According to data tracked by Billionaires.Africa the market value of Attridge’s stake in the Durban-based pharmaceutical company has surged by $55.35 million since the start of the year. This surge correlates with the persistent upward trajectory of the company’s shares.
Aspen Pharmacare Holdings is a South African multinational pharmaceutical holding company co-founded by leading pharma tycoons Stephen Saad and Gus Attridge 25 years ago.
Attridge, Aspen’s group chief advisor who ranks as one of South Africa’s richest businessmen, owns a 4.26-percent stake in the pharmaceutical holding company, which amounts to 19,024,134 ordinary shares in the leading drug group.
Since the start of the year, the share price of Aspen Pharmacare on the Johannesburg Stock Exchange has experienced a remarkable surge of 38.27 percent, soaring from R136.33 ($7.297) on Jan. 1 to R188.50 ($10.10) at the time of writing this report.
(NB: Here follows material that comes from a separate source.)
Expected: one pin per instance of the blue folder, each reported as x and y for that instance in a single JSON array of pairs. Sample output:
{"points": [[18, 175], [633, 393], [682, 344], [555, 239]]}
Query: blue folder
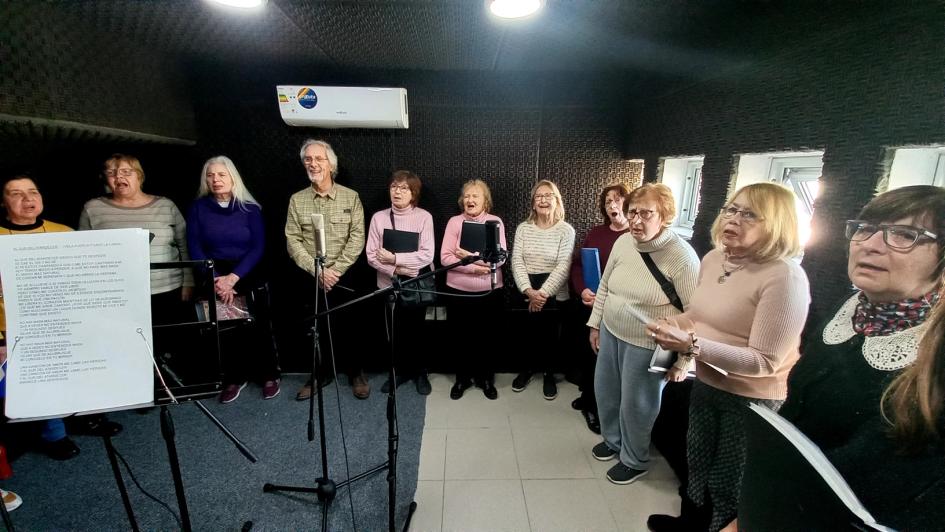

With a remarkable year-to-date boost of R992.5 million ($53.35 million), Attridge’s stake in Aspen Holdings has surged from R2.59 billion ($139.40 million) at the beginning of the year to an astounding R3.59 billion ($192.75 million) as of the time of writing this report.
The recent surge in Aspen pharma’s shares further reinforces his position as one of the richest investors on the Johannesburg Stock Exchange equity market, and solidifies his standing as one of the wealthiest businessmen in South Africa.
This impressive gain underscores the resounding success of Aspen Pharmacare Holdings and reflects the positive sentiment surrounding the company’s performance in the market as it looks to purchase a portfolio of drug products from the American-based global pharmaceutical company Viatris in a deal valued at $280 million.
The portfolio included in the deal encompasses several products, such as Lipitor, Viagra, Lyrica, Zoloft, Norvasc, and Celebrex, along with their intellectual property rights, product registrations, marketing authorizations, and related inventory.
These products collectively generated approximately $92 million in sales in 2022.